Le recouvrement ou la construction ou l'affirmation des autorités royales ou impériales en Europe mais encore la recherche de l'éfficacité politique par la concentration des pouvoirs meme au sein d'un parlement (je pense à l'Angleterre ici), la réunification des Etats d'Europe meme s'il sagissait de placages sur des bases féodo-vassaliques, l'émergence d'universités dans la partie occidentale de l'Europe aux XIIIème, XIVème siècle, ne contribuèrent-ils pas à une sorte de renaissance inspirée par Rome?

Bien à vous.
DDR
"Les vraies conquêtes, celles qui ne donnent aucun regret, sont faites sur l'ignorance."
A.Lionel
 
Message(s) : 285
Inscription : Mardi 30 Janvier 2007 12:41:26
Localisation : Paris - France.

Message par duc de Raguse » Vendredi 07 Septembre 2007 20:08:35

finalement n'y eut-il pas plusieurs renaissances, une partie des historiens parlent d'une première renaissance avec les Carolingiens qui administraient et légiféraient à la manière de l'Antique Rome.
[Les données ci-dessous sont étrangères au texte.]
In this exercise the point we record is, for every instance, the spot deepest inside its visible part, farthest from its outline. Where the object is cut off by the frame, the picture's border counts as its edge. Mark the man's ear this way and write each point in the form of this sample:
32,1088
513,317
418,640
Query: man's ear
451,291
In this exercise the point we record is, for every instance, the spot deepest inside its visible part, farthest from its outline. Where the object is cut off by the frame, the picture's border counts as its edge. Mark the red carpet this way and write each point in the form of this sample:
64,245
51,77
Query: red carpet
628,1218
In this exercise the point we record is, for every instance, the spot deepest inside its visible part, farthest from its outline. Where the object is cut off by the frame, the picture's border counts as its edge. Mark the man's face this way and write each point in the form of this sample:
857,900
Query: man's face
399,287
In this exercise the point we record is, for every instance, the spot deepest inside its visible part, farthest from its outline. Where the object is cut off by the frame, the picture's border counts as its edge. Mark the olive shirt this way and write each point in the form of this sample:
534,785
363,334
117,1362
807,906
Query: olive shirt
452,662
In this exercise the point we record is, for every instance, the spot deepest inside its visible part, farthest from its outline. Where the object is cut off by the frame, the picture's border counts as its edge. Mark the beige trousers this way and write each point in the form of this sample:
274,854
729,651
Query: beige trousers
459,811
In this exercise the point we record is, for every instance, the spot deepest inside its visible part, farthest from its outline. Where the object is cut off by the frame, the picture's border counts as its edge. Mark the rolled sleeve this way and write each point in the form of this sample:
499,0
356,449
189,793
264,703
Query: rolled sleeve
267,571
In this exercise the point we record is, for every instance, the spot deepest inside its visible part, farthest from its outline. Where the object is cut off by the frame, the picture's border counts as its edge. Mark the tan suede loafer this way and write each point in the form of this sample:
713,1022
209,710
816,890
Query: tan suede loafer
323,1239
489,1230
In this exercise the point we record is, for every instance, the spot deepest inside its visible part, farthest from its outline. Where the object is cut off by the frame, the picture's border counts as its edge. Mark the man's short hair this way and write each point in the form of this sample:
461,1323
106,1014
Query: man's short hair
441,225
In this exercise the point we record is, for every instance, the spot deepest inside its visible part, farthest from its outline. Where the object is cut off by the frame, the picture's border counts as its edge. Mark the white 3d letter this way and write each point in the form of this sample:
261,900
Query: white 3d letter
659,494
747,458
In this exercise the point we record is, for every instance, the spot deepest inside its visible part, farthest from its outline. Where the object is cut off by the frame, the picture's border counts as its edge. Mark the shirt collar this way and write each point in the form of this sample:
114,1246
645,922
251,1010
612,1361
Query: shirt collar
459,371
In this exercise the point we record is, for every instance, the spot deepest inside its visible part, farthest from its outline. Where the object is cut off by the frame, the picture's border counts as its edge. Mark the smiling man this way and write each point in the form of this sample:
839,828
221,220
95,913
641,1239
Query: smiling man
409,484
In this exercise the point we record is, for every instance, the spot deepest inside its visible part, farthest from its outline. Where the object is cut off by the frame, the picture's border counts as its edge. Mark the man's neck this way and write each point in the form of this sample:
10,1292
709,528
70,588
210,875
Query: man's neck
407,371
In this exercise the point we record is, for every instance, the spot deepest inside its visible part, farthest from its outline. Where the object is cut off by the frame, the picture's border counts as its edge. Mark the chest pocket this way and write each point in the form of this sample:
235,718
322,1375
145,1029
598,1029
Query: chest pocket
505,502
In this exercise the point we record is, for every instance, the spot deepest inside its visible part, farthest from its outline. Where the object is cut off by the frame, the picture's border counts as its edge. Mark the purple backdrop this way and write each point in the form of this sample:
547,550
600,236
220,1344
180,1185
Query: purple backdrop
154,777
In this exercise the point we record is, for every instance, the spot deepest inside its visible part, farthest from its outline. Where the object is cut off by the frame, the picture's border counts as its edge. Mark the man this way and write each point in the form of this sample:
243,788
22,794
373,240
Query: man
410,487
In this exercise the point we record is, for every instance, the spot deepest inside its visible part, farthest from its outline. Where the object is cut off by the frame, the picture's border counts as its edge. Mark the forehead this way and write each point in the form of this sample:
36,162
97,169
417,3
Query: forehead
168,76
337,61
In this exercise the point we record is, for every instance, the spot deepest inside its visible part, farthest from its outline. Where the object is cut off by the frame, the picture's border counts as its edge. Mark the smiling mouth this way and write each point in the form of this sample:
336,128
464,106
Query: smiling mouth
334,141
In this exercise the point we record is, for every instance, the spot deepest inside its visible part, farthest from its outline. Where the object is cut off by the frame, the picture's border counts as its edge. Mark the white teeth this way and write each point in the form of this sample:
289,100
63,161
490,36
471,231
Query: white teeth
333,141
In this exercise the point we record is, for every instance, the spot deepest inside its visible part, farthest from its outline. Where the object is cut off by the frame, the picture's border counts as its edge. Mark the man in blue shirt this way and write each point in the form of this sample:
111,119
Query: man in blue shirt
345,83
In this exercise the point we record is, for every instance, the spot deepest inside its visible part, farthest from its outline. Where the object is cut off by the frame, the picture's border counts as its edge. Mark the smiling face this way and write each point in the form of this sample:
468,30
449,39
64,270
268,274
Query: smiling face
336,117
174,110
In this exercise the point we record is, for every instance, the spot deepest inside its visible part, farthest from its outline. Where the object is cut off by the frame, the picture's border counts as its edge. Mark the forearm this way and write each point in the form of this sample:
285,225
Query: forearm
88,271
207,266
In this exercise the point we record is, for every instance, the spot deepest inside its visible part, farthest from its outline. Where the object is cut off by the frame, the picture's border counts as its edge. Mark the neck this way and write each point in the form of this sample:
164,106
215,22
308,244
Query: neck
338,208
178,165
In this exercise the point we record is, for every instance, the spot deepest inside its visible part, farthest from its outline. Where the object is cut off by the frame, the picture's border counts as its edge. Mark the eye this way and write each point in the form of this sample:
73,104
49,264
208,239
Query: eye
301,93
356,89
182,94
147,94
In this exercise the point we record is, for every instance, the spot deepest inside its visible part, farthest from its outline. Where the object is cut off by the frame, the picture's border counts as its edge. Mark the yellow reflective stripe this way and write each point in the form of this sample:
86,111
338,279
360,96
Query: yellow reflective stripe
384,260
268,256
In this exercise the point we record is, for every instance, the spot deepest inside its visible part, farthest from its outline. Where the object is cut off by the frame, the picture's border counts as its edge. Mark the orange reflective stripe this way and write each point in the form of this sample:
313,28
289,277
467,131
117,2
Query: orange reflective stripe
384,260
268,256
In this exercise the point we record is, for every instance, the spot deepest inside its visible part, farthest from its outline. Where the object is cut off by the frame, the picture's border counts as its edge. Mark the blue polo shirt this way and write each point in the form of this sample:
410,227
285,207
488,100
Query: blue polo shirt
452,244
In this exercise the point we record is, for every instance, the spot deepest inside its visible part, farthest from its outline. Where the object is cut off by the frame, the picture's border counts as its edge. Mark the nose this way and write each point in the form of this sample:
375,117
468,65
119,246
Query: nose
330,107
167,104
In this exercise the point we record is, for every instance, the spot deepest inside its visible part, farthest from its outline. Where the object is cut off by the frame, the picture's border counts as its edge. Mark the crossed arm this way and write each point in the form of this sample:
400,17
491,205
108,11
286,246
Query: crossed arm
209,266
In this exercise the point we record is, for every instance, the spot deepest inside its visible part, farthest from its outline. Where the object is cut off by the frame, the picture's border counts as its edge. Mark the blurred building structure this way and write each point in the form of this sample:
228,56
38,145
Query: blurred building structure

Est-ce véritablement un argument pour qualifier la Renaissance ? :?
Dans ce cas on peut aussi tirer un fil des derniers empereurs romains aux premiers Valois, en passant par les basileus byzantins et les Carolingiens. Ainsi, il n'y a jamais de mouvement de "Renaissance".
Le Droit et l'administration territoriale s'inspirent forcément de Rome au Moyen-Age, que ce soit chez les Francs, comme chez les Byzantins.
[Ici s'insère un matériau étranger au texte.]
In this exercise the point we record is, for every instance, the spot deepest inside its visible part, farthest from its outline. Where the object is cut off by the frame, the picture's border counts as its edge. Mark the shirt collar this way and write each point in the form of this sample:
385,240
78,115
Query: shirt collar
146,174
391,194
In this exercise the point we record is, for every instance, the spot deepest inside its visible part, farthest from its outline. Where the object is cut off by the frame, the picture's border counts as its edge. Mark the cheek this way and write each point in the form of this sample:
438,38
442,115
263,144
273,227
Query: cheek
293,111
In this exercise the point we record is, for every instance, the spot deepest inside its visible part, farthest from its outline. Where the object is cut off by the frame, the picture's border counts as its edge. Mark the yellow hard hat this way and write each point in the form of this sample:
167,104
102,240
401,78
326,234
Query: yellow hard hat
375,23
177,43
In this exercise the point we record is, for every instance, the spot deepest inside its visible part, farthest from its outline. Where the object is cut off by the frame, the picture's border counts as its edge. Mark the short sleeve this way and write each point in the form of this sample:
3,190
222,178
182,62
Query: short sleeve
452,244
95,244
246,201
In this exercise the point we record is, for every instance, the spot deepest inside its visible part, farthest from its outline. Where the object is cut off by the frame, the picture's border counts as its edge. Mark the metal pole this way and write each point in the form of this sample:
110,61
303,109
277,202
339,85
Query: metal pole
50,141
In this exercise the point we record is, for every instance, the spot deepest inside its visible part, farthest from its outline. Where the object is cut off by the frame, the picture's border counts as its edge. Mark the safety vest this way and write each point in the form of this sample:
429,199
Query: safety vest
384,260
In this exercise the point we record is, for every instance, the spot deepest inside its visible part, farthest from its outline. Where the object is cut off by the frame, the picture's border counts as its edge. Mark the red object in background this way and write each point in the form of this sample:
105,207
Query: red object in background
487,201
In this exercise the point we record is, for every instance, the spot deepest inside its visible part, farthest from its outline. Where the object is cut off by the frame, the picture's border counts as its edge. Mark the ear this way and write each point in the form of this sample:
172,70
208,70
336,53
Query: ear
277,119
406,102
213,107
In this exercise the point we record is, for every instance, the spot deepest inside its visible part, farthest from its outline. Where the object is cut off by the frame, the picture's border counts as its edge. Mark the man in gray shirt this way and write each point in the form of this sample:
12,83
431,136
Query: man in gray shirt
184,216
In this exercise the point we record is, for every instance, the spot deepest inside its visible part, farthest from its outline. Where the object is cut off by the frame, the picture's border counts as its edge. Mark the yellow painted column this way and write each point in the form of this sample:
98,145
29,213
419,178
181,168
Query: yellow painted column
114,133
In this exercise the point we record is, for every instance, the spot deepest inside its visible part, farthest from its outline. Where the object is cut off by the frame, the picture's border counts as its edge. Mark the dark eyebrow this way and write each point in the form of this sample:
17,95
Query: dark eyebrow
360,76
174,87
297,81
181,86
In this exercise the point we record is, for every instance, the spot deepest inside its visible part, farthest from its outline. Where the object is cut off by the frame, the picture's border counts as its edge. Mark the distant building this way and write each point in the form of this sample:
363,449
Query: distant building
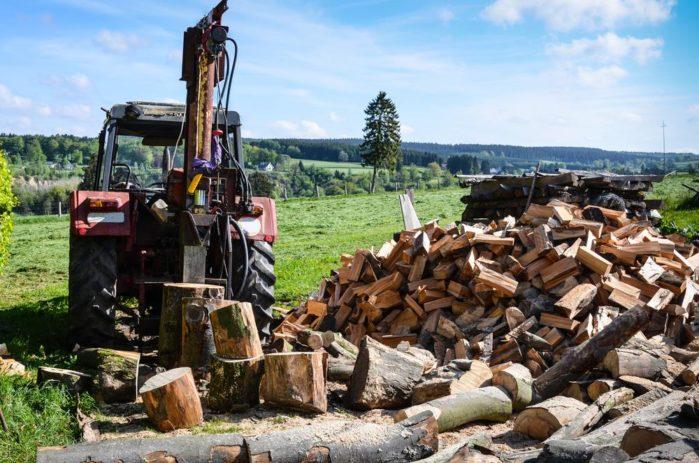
265,166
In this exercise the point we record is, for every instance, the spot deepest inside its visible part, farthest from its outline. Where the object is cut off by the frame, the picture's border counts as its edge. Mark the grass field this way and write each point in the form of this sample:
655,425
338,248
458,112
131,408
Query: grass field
33,293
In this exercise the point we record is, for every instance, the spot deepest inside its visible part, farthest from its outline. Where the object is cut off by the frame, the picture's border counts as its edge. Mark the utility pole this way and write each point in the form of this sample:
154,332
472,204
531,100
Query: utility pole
664,162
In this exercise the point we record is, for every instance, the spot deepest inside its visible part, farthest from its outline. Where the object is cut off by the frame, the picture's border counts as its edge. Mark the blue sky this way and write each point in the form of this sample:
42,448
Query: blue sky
602,73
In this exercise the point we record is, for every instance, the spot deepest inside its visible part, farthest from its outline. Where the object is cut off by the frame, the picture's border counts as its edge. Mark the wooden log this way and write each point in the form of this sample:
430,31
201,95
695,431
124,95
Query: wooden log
170,336
488,403
114,373
343,441
235,383
383,377
592,414
583,358
75,380
180,449
542,420
171,400
517,381
235,331
632,362
296,380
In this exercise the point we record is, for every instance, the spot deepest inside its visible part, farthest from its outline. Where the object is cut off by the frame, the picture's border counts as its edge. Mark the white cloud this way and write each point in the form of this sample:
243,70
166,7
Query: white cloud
11,101
116,41
601,77
609,48
446,15
573,14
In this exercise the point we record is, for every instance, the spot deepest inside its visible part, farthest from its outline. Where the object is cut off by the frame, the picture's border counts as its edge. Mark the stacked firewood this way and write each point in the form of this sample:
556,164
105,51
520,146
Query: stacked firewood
509,292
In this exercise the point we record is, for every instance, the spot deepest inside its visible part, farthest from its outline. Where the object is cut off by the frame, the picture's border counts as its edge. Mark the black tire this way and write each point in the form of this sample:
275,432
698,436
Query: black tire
259,288
92,279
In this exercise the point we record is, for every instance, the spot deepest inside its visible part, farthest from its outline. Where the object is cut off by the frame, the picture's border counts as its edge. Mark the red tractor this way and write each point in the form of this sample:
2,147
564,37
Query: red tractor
168,201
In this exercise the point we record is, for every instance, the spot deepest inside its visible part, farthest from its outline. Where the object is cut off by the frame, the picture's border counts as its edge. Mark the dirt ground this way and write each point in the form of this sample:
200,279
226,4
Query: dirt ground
130,421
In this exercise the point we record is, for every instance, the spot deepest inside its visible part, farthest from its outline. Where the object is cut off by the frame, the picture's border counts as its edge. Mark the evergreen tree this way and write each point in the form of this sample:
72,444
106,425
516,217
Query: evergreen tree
381,145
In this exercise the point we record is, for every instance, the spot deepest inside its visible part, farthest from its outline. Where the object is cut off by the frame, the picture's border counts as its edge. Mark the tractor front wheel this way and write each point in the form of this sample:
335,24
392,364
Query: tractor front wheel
92,280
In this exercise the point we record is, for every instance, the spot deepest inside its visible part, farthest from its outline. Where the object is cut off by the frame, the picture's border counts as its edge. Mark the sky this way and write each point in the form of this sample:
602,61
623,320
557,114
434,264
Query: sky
600,73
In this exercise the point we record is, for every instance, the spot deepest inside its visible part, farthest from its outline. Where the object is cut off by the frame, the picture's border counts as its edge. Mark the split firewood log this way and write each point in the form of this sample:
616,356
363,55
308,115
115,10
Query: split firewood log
114,373
171,400
488,403
296,380
540,421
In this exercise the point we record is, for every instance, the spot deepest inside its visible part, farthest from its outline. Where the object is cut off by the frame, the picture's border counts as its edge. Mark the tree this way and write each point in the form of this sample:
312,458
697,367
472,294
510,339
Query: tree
381,145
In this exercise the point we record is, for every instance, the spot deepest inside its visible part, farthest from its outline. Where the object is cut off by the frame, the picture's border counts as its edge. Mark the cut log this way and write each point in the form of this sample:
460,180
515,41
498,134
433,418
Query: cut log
235,331
114,373
383,377
342,441
517,380
75,380
169,339
583,358
178,449
171,400
488,403
235,384
592,414
296,380
542,420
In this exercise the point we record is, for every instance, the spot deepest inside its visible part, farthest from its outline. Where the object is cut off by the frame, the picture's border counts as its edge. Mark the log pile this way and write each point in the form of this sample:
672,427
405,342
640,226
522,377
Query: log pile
504,195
Tout cela vola en éclats aux Xème, XIème siècle, deux-cents ans d'immobilisme, je n'oserais pas dire de régression meme si je suis parfois tenté!
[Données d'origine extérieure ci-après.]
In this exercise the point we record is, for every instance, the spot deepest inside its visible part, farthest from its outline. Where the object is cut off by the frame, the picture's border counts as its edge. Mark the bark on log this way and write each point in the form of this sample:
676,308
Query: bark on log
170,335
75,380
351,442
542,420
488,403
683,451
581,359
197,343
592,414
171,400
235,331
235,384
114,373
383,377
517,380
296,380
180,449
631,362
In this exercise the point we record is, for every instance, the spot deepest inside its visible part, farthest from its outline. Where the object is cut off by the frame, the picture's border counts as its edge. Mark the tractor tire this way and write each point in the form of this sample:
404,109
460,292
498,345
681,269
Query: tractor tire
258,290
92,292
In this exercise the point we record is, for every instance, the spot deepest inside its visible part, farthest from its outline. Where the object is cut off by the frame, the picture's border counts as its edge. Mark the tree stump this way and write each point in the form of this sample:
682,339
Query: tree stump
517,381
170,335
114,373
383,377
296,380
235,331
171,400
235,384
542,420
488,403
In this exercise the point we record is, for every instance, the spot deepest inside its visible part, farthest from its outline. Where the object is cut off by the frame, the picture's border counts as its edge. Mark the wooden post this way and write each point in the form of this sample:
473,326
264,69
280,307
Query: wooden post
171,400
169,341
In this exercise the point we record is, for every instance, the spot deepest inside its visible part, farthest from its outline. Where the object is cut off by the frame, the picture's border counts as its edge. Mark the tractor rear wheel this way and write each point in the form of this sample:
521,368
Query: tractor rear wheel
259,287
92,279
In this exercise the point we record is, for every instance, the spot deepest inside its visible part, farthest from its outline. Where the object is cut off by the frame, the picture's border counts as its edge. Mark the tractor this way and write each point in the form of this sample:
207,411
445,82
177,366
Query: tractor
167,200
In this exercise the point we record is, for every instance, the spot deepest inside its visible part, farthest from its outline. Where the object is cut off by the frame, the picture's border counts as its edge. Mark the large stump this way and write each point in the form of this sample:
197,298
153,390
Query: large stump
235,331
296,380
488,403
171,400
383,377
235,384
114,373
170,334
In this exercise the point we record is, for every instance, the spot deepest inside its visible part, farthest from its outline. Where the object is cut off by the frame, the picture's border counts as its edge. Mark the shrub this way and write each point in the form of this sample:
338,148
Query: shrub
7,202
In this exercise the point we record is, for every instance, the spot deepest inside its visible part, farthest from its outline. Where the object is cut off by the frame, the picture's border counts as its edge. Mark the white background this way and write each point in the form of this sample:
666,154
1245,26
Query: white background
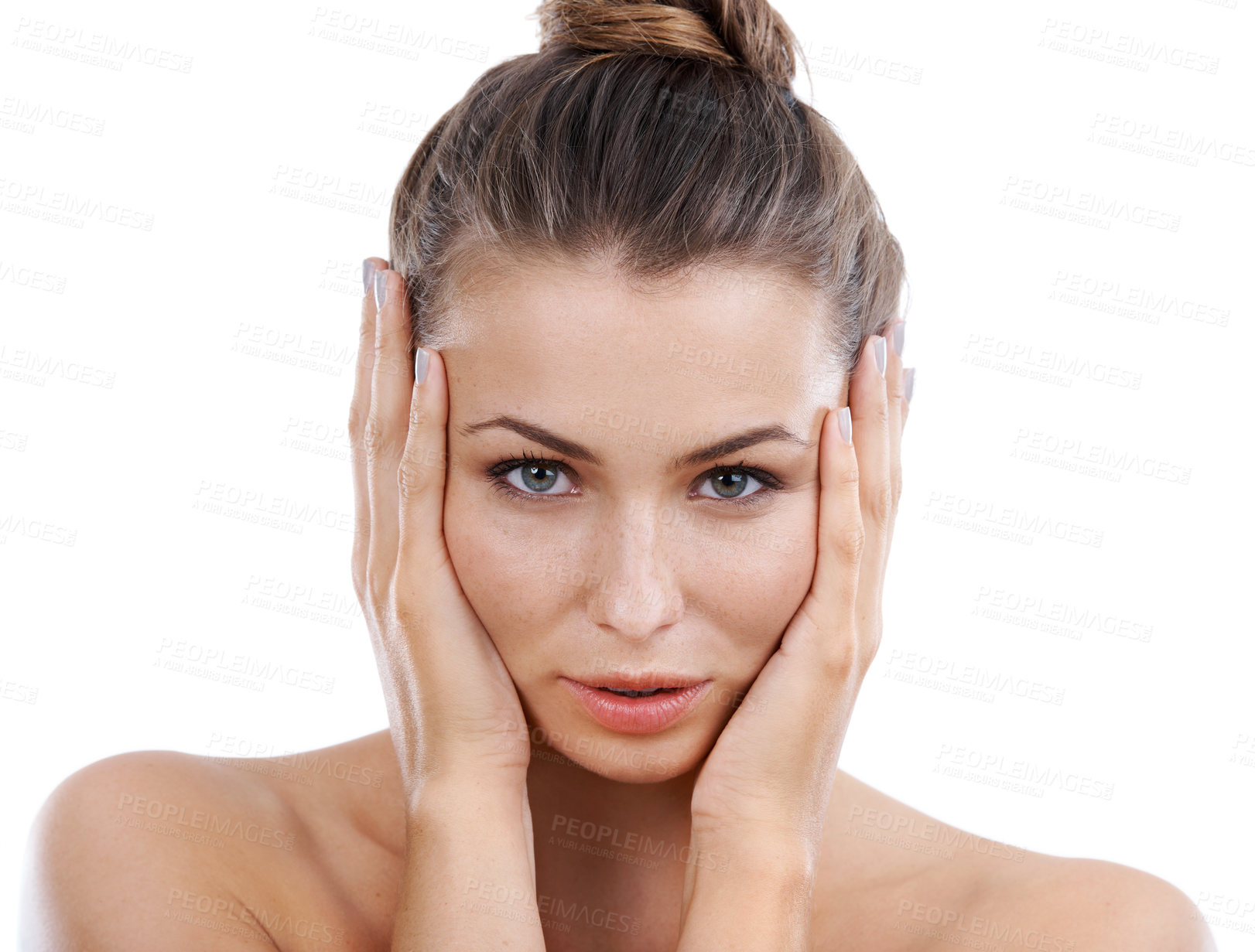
210,350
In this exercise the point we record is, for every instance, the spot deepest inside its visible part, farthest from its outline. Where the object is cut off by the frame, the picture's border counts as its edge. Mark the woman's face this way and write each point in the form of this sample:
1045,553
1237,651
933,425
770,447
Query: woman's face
610,547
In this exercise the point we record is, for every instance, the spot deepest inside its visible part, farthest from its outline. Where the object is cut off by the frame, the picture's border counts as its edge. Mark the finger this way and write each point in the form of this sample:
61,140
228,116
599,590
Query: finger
869,405
391,384
895,387
421,474
359,409
910,393
833,590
Vous pensez que l'éclatement du pouvoir royal et impérial face à l'éclosion de puissantes seigneuries locales ont freiné la "Renaissance" (si on peu encore l'appeller ainsi) et ainsi plongé leurs contemporains dans un immobilisme politique, économique et culturel ?

Le recouvrement ou la construction ou l'affirmation des autorités royales ou impériales en Europe mais encore la recherche de l'éfficacité politique par la concentration des pouvoirs meme au sein d'un parlement (je pense à l'Angleterre ici), la réunification des Etats d'Europe meme s'il sagissait de placages sur des bases féodo-vassaliques, l'émergence d'universités dans la partie occidentale de l'Europe aux XIIIème, XIVème siècle, ne contribuèrent-ils pas à une sorte de renaissance inspirée par Rome?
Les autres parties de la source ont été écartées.